Looking ahead, Miller is seen to be the stiffest competition on the left for former mayor Barbara Hall, who also has her eye on Mayor Mel Lastman’s job.



With a City Hall divided between the right and the left, between 416 and 905 area codes, Miller says more people need to get involved in city politics.



“Mel Lastman is not a community-involved guy,” says Miller, who is married to a woman and has two kids. “He likes to be on the front page of the paper and it ends there. People need to feel that their city supports them.”



In an era of cutbacks that affect everything from access to community centres to efficient transit service, Miller insists that what has to be done for Toronto to thrive – including fulfilling promises of affordable housing and improving the transit system – can only be done by forging better relations among all levels of government.



“There are some good programs already in place in this city, but they need resources, not the dribs and drabs they get now. Right now, we have a terrible relationship with the provincial government. They don’t understand the importance of Toronto to the province as a whole. Until 1997 or ’98, for example, the provincial government funded 75 percent of the TTC. Now, they fund nothing.”



Compared with major US cities, whose transit systems receive funding from both state and federal governments, Miller wonders whether we are not being told that driving a car is really “the better way.”



“I went out to Scarborough a few months ago and rode around on the buses, talking to people. They need affordable, reliable transit. They’re the ones who can’t work unless they can take a bus,” he says.



Miller says that Toronto’s activist past has kept the city from bowing down completely to the bean counters who would rather slash budgets than think creatively. He says the gay community has the idea.



“The 519 Community Centre is a good example of an organization that still does its job despite a shoestring budget. That’s also because of where it is located and the people who are involved.
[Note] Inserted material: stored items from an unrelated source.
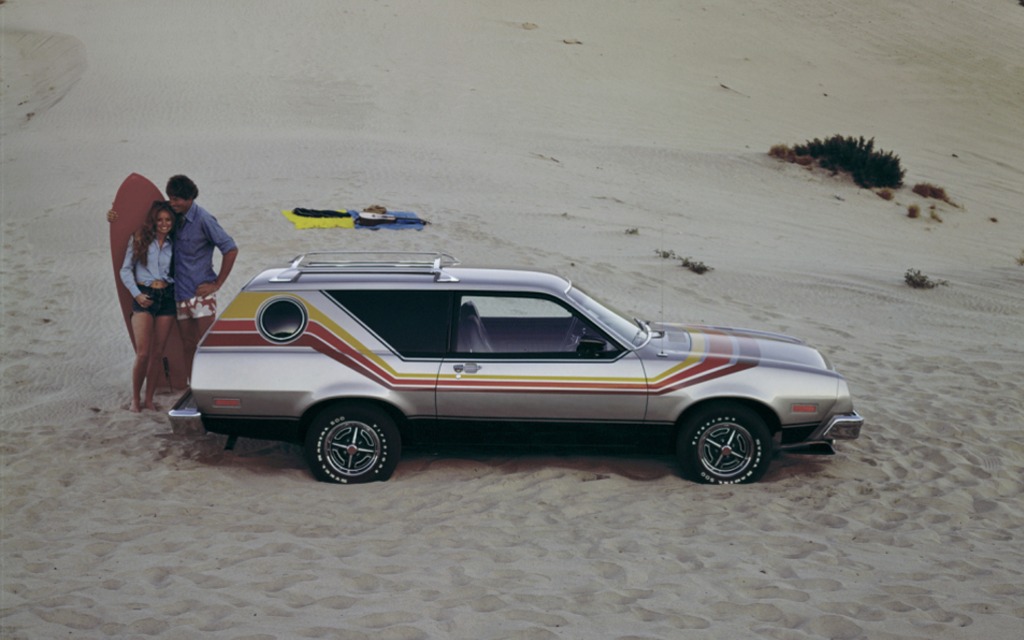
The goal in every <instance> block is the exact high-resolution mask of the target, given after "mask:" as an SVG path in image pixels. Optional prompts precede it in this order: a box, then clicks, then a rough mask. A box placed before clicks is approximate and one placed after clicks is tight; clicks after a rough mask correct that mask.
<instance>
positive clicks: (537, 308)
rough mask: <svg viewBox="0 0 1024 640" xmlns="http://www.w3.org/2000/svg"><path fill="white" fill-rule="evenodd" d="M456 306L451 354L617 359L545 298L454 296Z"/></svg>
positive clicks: (585, 329)
mask: <svg viewBox="0 0 1024 640" xmlns="http://www.w3.org/2000/svg"><path fill="white" fill-rule="evenodd" d="M457 304H458V311H457V313H456V322H455V339H454V341H453V344H454V345H455V346H454V350H455V352H456V353H480V354H484V353H486V354H492V355H494V356H508V357H565V358H572V359H578V358H607V357H613V356H615V355H616V354H617V353H620V347H618V346H617V345H616V344H615V343H614V342H613V341H611V340H609V339H608V338H607V336H605V335H604V334H603V333H602V332H600V331H598V330H597V329H596V328H595V327H594V326H593V324H592V323H590V322H589V321H587V319H586V318H584V317H583V316H581V315H579V314H578V313H577V312H574V311H573V310H572V309H571V308H569V307H567V306H564V305H563V304H562V303H560V302H558V301H555V300H553V299H550V298H545V297H541V296H528V295H487V294H473V295H463V296H460V297H459V299H458V300H457Z"/></svg>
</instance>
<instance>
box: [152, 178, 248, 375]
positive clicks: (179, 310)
mask: <svg viewBox="0 0 1024 640" xmlns="http://www.w3.org/2000/svg"><path fill="white" fill-rule="evenodd" d="M166 190H167V199H168V201H169V202H170V205H171V209H173V210H174V213H175V214H177V219H178V220H177V222H178V223H177V229H176V231H175V237H174V298H175V300H176V302H177V306H178V329H179V330H180V332H181V342H182V343H183V345H184V350H185V367H186V368H187V375H188V378H189V379H191V365H193V358H194V357H195V355H196V347H197V346H198V345H199V341H200V339H201V338H202V337H203V336H204V335H206V332H207V330H208V329H210V326H211V325H213V321H214V319H216V316H217V295H216V294H217V290H219V289H220V288H221V287H222V286H223V284H224V282H225V281H226V280H227V276H228V275H229V274H230V272H231V267H232V266H234V259H236V258H237V257H238V255H239V247H238V245H237V244H234V240H232V239H231V237H230V236H228V234H227V232H226V231H224V229H223V228H222V227H221V226H220V224H219V223H218V222H217V219H216V218H215V217H213V216H212V215H211V214H210V212H209V211H207V210H206V209H204V208H203V207H200V206H199V205H198V204H196V198H197V197H198V196H199V188H198V187H197V186H196V183H195V182H193V181H191V180H190V179H188V177H187V176H183V175H175V176H171V178H170V179H169V180H168V181H167V189H166ZM214 248H216V249H217V250H219V251H220V255H221V260H220V272H219V273H218V272H216V271H214V270H213V250H214Z"/></svg>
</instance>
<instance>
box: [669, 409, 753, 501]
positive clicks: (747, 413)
mask: <svg viewBox="0 0 1024 640" xmlns="http://www.w3.org/2000/svg"><path fill="white" fill-rule="evenodd" d="M771 449H772V439H771V432H770V431H769V430H768V427H767V426H766V425H765V421H764V420H763V419H762V418H761V417H760V416H759V415H758V414H757V413H756V412H754V411H752V410H751V409H749V408H746V407H743V406H742V404H738V403H735V402H722V403H719V404H714V406H711V407H709V408H708V409H705V410H701V411H699V412H698V413H697V414H695V415H693V416H692V417H691V418H689V419H688V420H687V421H686V423H685V424H684V425H683V427H682V428H681V429H680V431H679V438H678V439H677V441H676V456H677V457H678V458H679V463H680V465H682V468H683V474H684V475H685V476H686V477H688V478H689V479H691V480H695V481H697V482H705V483H707V484H739V483H748V482H757V481H758V480H760V479H761V477H762V476H763V475H764V474H765V472H766V471H767V470H768V465H769V464H770V463H771Z"/></svg>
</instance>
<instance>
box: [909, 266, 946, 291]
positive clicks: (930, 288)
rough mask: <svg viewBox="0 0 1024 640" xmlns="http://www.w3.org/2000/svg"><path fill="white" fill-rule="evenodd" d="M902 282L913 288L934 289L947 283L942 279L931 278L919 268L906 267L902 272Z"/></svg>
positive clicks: (944, 286)
mask: <svg viewBox="0 0 1024 640" xmlns="http://www.w3.org/2000/svg"><path fill="white" fill-rule="evenodd" d="M903 282H905V283H906V284H907V285H908V286H910V287H912V288H913V289H935V288H936V287H945V286H946V285H948V284H949V283H947V282H946V281H944V280H931V279H930V278H928V276H927V275H925V274H924V273H922V272H921V270H920V269H907V270H906V273H904V274H903Z"/></svg>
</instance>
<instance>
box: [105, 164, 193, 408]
mask: <svg viewBox="0 0 1024 640" xmlns="http://www.w3.org/2000/svg"><path fill="white" fill-rule="evenodd" d="M155 200H165V198H164V195H163V194H161V193H160V189H159V188H157V185H156V184H154V183H153V182H151V181H150V180H147V179H146V178H144V177H142V176H140V175H139V174H137V173H133V174H131V175H130V176H128V177H127V178H125V181H124V182H122V183H121V187H120V188H119V189H118V195H117V196H115V197H114V206H113V209H114V210H115V211H117V212H118V218H117V219H116V220H115V221H114V222H111V260H112V262H113V263H114V286H115V288H117V291H118V301H119V302H120V303H121V314H122V315H123V316H124V321H125V327H126V328H127V329H128V337H129V338H131V343H132V347H134V346H135V335H134V332H132V329H131V301H132V298H131V293H130V292H129V291H128V289H127V288H126V287H125V286H124V284H122V282H121V265H122V264H123V263H124V260H125V254H126V253H127V252H128V239H129V238H131V234H132V233H134V232H135V231H136V230H138V228H139V227H141V226H142V223H143V222H145V214H146V213H148V212H150V207H152V206H153V201H155ZM161 359H162V360H163V362H162V365H163V380H162V382H161V384H160V385H159V386H158V387H157V388H158V389H159V388H170V389H171V390H172V391H173V390H175V389H184V388H185V386H186V383H187V380H186V376H185V356H184V348H183V346H182V343H181V334H180V333H179V332H178V325H177V323H174V325H173V326H172V327H171V335H170V337H169V338H168V339H167V347H166V348H165V349H164V353H163V354H162V356H161Z"/></svg>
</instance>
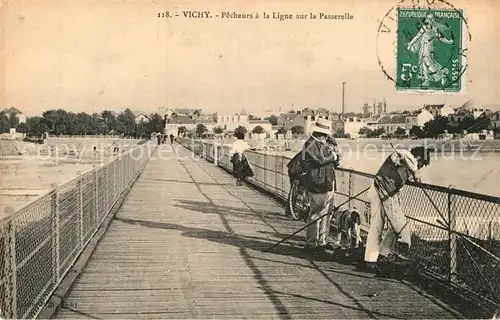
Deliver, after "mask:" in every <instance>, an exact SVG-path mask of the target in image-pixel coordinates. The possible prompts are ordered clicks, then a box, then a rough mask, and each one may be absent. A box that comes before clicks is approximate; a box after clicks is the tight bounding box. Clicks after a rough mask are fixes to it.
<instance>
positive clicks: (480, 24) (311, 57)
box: [0, 0, 500, 116]
mask: <svg viewBox="0 0 500 320" xmlns="http://www.w3.org/2000/svg"><path fill="white" fill-rule="evenodd" d="M407 1H409V0H407ZM436 1H438V2H439V0H436ZM421 2H425V0H421ZM450 2H451V3H452V4H453V6H454V7H456V8H460V9H464V10H465V17H466V18H467V25H468V31H469V32H470V34H471V37H472V38H471V41H470V42H469V43H468V44H467V46H468V52H469V55H468V69H467V74H466V77H467V88H466V93H465V94H442V93H441V94H422V93H413V94H408V93H398V92H396V91H395V89H394V83H393V82H391V81H389V80H387V79H386V77H385V75H384V74H383V73H382V71H381V68H380V67H379V65H378V62H377V56H379V57H381V59H382V60H383V64H384V66H385V67H386V68H388V69H391V68H393V67H394V65H395V51H394V50H395V49H394V48H395V44H394V41H393V40H395V33H394V31H395V27H394V28H392V27H390V28H391V29H392V34H384V35H383V36H384V37H382V35H381V36H380V37H379V41H378V43H377V30H378V26H379V23H380V20H381V19H382V18H383V17H384V15H385V14H386V13H387V12H388V11H389V10H390V9H391V8H392V7H393V6H394V5H395V4H396V1H394V0H380V1H368V0H365V1H362V0H360V1H354V0H338V1H307V2H306V1H303V2H299V1H292V0H290V1H284V0H282V1H254V2H252V3H251V4H248V3H243V2H241V1H238V2H237V1H211V2H208V1H196V2H195V1H177V2H168V1H121V2H111V1H102V2H98V3H97V2H96V3H94V2H93V1H87V2H85V1H23V2H16V1H12V2H11V1H9V2H7V3H4V4H3V5H2V8H1V13H2V16H1V19H2V20H1V21H2V23H1V26H2V35H3V37H2V49H3V50H2V59H1V61H2V64H1V67H2V79H1V80H2V82H1V93H2V97H1V98H2V99H1V106H0V107H1V108H2V109H3V108H7V107H16V108H18V109H20V110H22V111H23V112H24V113H25V114H27V115H28V116H30V115H37V114H40V113H41V112H43V111H45V110H48V109H53V108H64V109H66V110H69V111H74V112H82V111H84V112H87V113H92V112H100V111H102V110H104V109H111V110H123V109H125V108H130V109H132V110H140V111H145V112H157V111H158V110H159V108H161V109H162V110H163V109H165V108H201V109H203V110H204V111H206V112H215V111H218V112H220V113H224V114H233V113H237V112H239V111H240V110H242V109H245V110H246V111H247V112H249V113H251V112H255V113H257V112H261V111H265V110H278V108H280V107H281V109H282V110H283V111H284V110H288V109H291V106H292V104H293V105H294V108H295V109H296V110H297V109H301V108H305V107H309V108H327V109H329V110H332V111H337V112H339V111H340V110H341V99H342V98H341V97H342V85H341V83H342V82H343V81H345V82H346V90H345V111H346V112H350V111H351V112H361V107H362V105H363V103H365V102H366V103H370V104H371V103H373V99H376V100H377V101H381V100H382V98H384V97H385V98H386V100H387V103H388V108H389V110H390V109H391V108H397V109H411V108H416V107H419V106H422V104H426V103H450V104H454V105H457V104H461V103H463V102H465V101H467V100H468V99H473V100H474V101H475V102H476V103H479V104H498V103H500V90H498V88H500V59H499V57H500V55H499V54H500V40H499V37H498V34H500V16H499V15H500V1H497V0H473V1H472V0H468V1H465V0H461V1H459V0H457V1H452V0H450ZM175 3H176V4H175ZM439 5H442V6H445V5H444V4H441V3H440V4H439ZM188 10H196V11H210V12H211V14H212V15H213V16H214V15H215V14H219V15H220V14H221V13H222V12H231V13H233V12H237V13H252V14H253V15H255V13H256V12H258V13H259V15H260V16H262V12H268V13H271V14H272V12H280V13H289V14H293V16H294V17H295V15H296V14H299V13H305V14H309V13H310V12H314V13H316V14H319V13H320V12H324V13H331V14H335V13H338V14H343V13H349V14H351V15H352V16H353V19H352V20H323V19H322V20H311V19H306V20H296V19H293V20H286V21H279V20H277V19H263V18H262V17H260V18H259V19H221V18H215V17H214V18H213V19H186V18H183V11H188ZM165 11H169V12H170V14H172V13H175V12H177V13H178V14H179V16H178V17H173V18H170V19H164V18H158V12H165ZM387 21H389V20H387ZM389 22H390V21H389ZM389 22H388V23H389ZM377 46H378V51H377V50H376V49H377Z"/></svg>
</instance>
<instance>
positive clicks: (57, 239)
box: [0, 143, 156, 319]
mask: <svg viewBox="0 0 500 320" xmlns="http://www.w3.org/2000/svg"><path fill="white" fill-rule="evenodd" d="M154 148H156V146H155V144H152V143H145V144H143V145H140V146H137V147H136V148H134V149H131V150H129V151H127V152H124V153H122V154H119V155H118V156H116V157H113V158H111V159H109V160H108V161H107V162H106V163H103V164H101V165H99V166H96V167H94V168H93V169H91V170H89V171H87V172H85V173H83V174H81V175H79V176H78V177H76V178H74V179H72V180H71V181H69V182H67V183H64V184H61V185H57V186H56V185H54V189H53V190H51V191H50V192H48V193H46V194H43V195H41V196H38V197H37V198H35V199H34V200H32V201H30V202H29V203H27V204H25V205H24V206H23V207H21V208H20V209H18V210H17V211H16V212H14V211H13V209H12V208H8V212H7V213H8V214H10V216H9V217H7V218H5V219H3V220H2V221H0V250H2V252H1V254H0V303H1V305H0V307H1V310H0V314H1V317H2V318H14V319H17V318H22V319H26V318H36V317H37V315H38V314H39V313H40V311H41V310H42V309H43V307H44V305H45V304H46V303H47V301H48V299H49V298H50V296H51V295H52V293H53V292H54V291H55V290H56V288H57V287H58V285H59V283H60V282H61V281H62V279H63V278H64V276H65V275H66V273H67V272H68V271H69V269H70V267H71V266H72V265H73V264H74V262H75V261H76V259H77V258H78V256H79V255H80V253H81V252H82V251H83V249H84V248H85V247H86V245H87V244H88V243H89V241H90V240H91V239H92V237H93V236H94V234H95V233H96V232H97V231H98V229H99V227H100V226H101V224H102V222H103V221H104V219H105V218H106V216H107V215H108V214H109V212H110V210H111V208H112V207H113V205H114V204H115V202H116V201H117V200H118V199H119V197H120V195H121V193H122V192H123V191H124V190H126V189H127V187H128V186H129V185H130V184H131V183H133V181H134V180H135V179H136V177H137V175H138V174H139V173H140V172H141V171H142V169H143V168H144V166H145V164H146V163H147V161H148V159H149V158H150V157H151V154H152V152H153V151H154Z"/></svg>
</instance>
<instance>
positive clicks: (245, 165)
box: [229, 131, 253, 186]
mask: <svg viewBox="0 0 500 320" xmlns="http://www.w3.org/2000/svg"><path fill="white" fill-rule="evenodd" d="M235 137H236V140H235V141H234V142H233V143H232V144H231V149H230V150H229V159H231V162H232V163H233V173H234V176H235V177H236V185H237V186H241V185H243V182H242V181H243V179H244V178H245V177H248V176H251V175H250V174H248V172H246V171H248V170H246V169H247V168H248V162H247V160H246V158H245V156H244V152H245V151H246V150H248V149H249V148H250V146H249V145H248V143H246V141H245V140H244V139H245V134H244V133H243V132H242V131H238V132H236V133H235ZM252 175H253V174H252Z"/></svg>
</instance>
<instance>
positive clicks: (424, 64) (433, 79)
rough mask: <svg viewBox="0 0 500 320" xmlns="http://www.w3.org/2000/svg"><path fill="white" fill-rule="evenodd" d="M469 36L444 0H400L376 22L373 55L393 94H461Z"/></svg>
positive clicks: (461, 16)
The heart of the Toronto gay community is really the downtown east central core.”



Miller says the city-owned but community-run centre provides programs for more than just its neighbourhood.



“Toronto is the magnet for young gay, lesbian, bisexual and transgendered youth who often come here without housing. This has had a major impact on the LGBT [lesbian, gay, bi and trans] community in all respects, including safety.”



Miller acknowledges the challenges that the megacity faces and that, in fact, Toronto is a new kind of town.



“In the past, as an organization, City Hall was a different place. The politicians elected now are elected for different reasons. The politicians from what used to be the suburbs don’t see downtown Toronto issues the same way people living here do. But with education, anything can change. In the long run, we’re all affected by the same things.”



No one was more surprised than Miller by City Hall’s vote in favour of legalizing same-sex marriage. Tabled by openly-gay councillor Kyle Rae, it called on the federal government to allow gay marriage.



“I wasn’t able to be there for the vote, but of course I would have voted in favour of it. It’s a human rights issue, after all. But it goes to show you that people in Toronto understand diversity,” says Miller.



And about that mayor’s job?



“Of course, I would like it!” says Miller, who introduced this summer an unsuccessful motion to censor Lastman for many of the stupid things he’s said. “And when I’m ready I’ll announce whether I’m running.”



There are concerns that if both Miller and Hall run, they will split the vote on the left leaving a rightwing candidate like Lastman to win again. Though Hall is much-missed, it’s been Miller attracting attention at council.